Non-Latinos Mine Southland's Mexican Market

When hundreds of immigrants celebrated Mexico's Independence Day at an Anaheim parking lot, they transformed the tarmac into a boisterous village carnival.

Vendors sold T-shirts with images of revolutionary Emiliano Zapata and his latter-day namesake, the Zapatista Revolutionary Army. Food stands hustled tacos and churros, sugary fried dough. The crowd cheered as an announcer called out the names of Mexican states.

As the sun set, the classic norteno band Los Cadetes de Linares took the stage and played "Palomita Blanca."

On that Orange County street corner, everything was cien por ciento Mexicano -- 100% Mexican. Everything, that is, but the man staging the event.

Ted Holcomb doesn't speak Spanish. He has never been to Mexico. Yet he has learned to put on carnivals across Southern California that mirror the annual festivals that Mexican villages hold to honor their patron saints.

"I have a closet full of [Spanish] books and tapes," Holcomb said. "I just don't have time to study them."

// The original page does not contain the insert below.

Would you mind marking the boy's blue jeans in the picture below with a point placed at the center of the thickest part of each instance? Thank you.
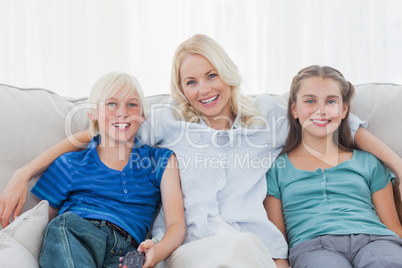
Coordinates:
(71, 241)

Over the last decade, Holcomb has carved a sizable business niche by offering an echo of home to tens of thousands of Mexican immigrants.

He is not alone.

The buying power of Southern California's 5 million or so Spanish-speakers, most of whom are Mexican, is measured in the billions of dollars. But most of the largest enterprises selling cherished parts of Mexican culture are owned by Koreans, Lebanese, Iranians, Israelis and nonimmigrant English speakers, people who have built their own American dream on Mexican immigrant dollars.

"You have these clever entrepreneurs who have seen an opening and they've really gone after it," said Waldo Lopez, a business consultant to the Tomas Rivera Policy Center at USC.

Among the more notable examples:

* El Gallo Giro, a seven-restaurant chain that resembles a typical Mexican taqueria, selling birria, atole, pozole and beef tongue tacos, is owned by Charles Bonaparte, a Frenchman.

* La Curacao, the largest Southern California department store aimed entirely at Latino immigrants, is owned by Jerry and Ron Azarkman, brothers who came to the United States from Israel in the early 1970s. They started out selling electronics door to door in immigrant neighborhoods.

La Curacao also holds the West Coast franchise for Pollo Campero, a wildly popular Guatemalan fried-chicken chain that is the reason that Guatemala is one of the few countries in the world with no Kentucky Fried Chicken restaurants.